British Film Institute

Presented by: Richard Paterson (Head of Research & Scholarship, BFI)

Richard

When I was invited to present this case study, I had recently briefed a colleague who had just joined BFI to develop what’s called the BFI-player. I was giving her a history of what the BFI’s engagement with the digital had been. And its hardly ‘new’ as these developments go back to the early-1990s. From a theoretical standpoint, it was interesting that Science, Technology & Society (STS) studies were referenced a moment ago, as basically that’s the context within which I want to consider this whole area; as one in which introducing a technology to an organisation relates to all the factors, networks and agents around it. This is the approach I have used previously to analyse the way television made its way into the BFI from the 1950s.

But let me first briefly summarise the current work of the BFI. It is important to recognize that the BFI today is a very different body from the BFI twenty years ago, when we first encountered digital. We have recently become the lead agency and lottery distributor for film in the UK. This role merges a new, more industrial, approach with that of the longstanding activities as a cultural, archival and educational body. For this event, it is our archival collections that are critical: we hold a million films and television programmes, about two million stills alongside related materials (scripts, designs, personal and company papers etc).

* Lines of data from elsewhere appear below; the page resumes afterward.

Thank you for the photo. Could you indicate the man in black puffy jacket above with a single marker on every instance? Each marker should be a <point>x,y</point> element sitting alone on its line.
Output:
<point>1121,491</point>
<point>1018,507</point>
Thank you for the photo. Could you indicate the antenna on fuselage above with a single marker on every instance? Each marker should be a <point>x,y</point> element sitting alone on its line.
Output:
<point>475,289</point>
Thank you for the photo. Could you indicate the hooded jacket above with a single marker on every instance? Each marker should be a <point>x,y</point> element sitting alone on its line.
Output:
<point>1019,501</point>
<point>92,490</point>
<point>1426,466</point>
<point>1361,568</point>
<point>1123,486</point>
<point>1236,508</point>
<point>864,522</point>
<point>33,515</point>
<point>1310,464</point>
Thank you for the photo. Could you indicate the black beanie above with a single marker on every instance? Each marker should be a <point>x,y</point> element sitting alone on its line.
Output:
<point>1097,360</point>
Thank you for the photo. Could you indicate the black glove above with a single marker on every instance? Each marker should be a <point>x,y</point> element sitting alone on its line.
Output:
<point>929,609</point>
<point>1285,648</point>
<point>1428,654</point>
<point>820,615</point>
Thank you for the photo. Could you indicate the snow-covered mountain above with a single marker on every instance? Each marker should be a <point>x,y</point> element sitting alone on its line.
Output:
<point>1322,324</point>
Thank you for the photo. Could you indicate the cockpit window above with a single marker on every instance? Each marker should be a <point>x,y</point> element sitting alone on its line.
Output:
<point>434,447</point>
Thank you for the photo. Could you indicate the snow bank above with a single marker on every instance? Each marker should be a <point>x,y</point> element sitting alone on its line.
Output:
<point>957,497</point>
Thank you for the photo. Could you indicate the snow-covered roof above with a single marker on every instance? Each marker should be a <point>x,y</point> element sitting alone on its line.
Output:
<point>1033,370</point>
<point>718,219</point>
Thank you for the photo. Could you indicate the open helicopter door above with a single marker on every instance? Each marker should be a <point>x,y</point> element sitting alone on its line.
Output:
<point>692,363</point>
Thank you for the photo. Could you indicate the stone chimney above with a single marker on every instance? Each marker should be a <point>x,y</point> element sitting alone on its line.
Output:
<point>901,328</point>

We own rights in very little of this material but always observe copyright in making material available to different audiences across all platforms.

When digital emerged, it was obvious that what had previously been a rule of thumb at the BFI, basically that preservation was for posterity, because the cost of making material accessible was usually prohibitive, was no longer relevant. Posterity could now potentially be today. We would be able to provide access to material much more readily than we had ever done in the past and given the amount of public money that had been spent on conserving film in environmentally correct conditions this seemed to be a priority. When the BFI published its forward plan, BFI 2000, in 1996, digital transformation was at its heart. The BFI was very London-centric in its operations, but wanted its collections, and the related information which BFI curators could provide, to be made accessible across the whole country. Capturing that knowledge and making it available alongside newly digitized films was now possible.

However, digital technology, as we had found with television in the 1960s, required a new and specific skillset which was absent at that time at the Institute. And of course, rights in this material was an area with many unknowns in terms of providing access. With these gaps, particularly in technology, we went out and looked for partners. We already had a relationship with BT, but also developed a partnership with IBM, and together wrote an application for what we called The Imagination Network to the Millennium Commission (the body that funded the Millennium Dome) for £20 million. This would have enabled us to digitize 4000 films and television programmes and make them accessible in 42 locations across the UK from a central hub in London using BT’s ATM network. In addition we planned a small offering on the then nascent internet which was only just beginning to emerge as the distribution technology of the future. We secured permissions from all the relevant rightsholders and developed a business model to sustain the service but we were turned down by the Millennium Commission, because the application ‘lacked distinctiveness’.

Having failed to secure this investment we had to think in a much more limited way to prove the concept. We secured a grant from JISC and, with the BUFVC, developed a pilot service to three universities (Glasgow, Glamorgan and the OU), using the JANET network. In parallel, we also developed a pilot for a publicly accessible service with the Nottingham Broadway Cinema in partnership with Cable & Wireless. In so doing a skillset began to be developed inside the organization in terms of curatorial issues (knowledge), rights complexity and how to resolve the associated difficulties(copyright), and technological innovation and associated knowledge (encoding, metadata, asset management, usability).

It is now not just aligning technology, rights and knowledge but also about making it work commercially as well as culturally in a very competitive environment.

These projects were paralleled in another part of the BFI by plans to exploit what were seen as the commercial potential of the internet. This was the dotcom bubble period, full of false hopes, and this project, entitled Rosebud, became a casualty of over optimism. However, our cultural and educational interventions were given a major boost in 2001 by a grant of £1.2 million from the New Opportunities Fund, which led to the launch of BFI Screenonline in 2003. Screenonline benefited from the skills accumulated inside the BFI in the previous 6 years and was able to provide free access to fully contextualized British film and television programmes – an online encyclopaedia of British film and television – to all schools, colleges, universities and public libraries in the UK.

Now ten years later the BFI is developing plans for its BFI-player which it is expected will meld together both commercial and cultural online access to the Collections. Digital has become all pervasive and audience behavior has transformed. With the allocation of lottery money to digitize 10,000 films as outlined in the BFI’s 2012 Film Forever plan the challenge now is to secure visibility and distinctiveness for the BFI-player in a world where platforms have multiplied (Connected tv, SVOD etc) and are jostling for audiences’ attention. With technological evolution a new set of organizational changes are needed – the same STS principles apply – but it is now not just aligning technology, rights and knowledge but also about making it work commercially as well as culturally in a very competitive environment.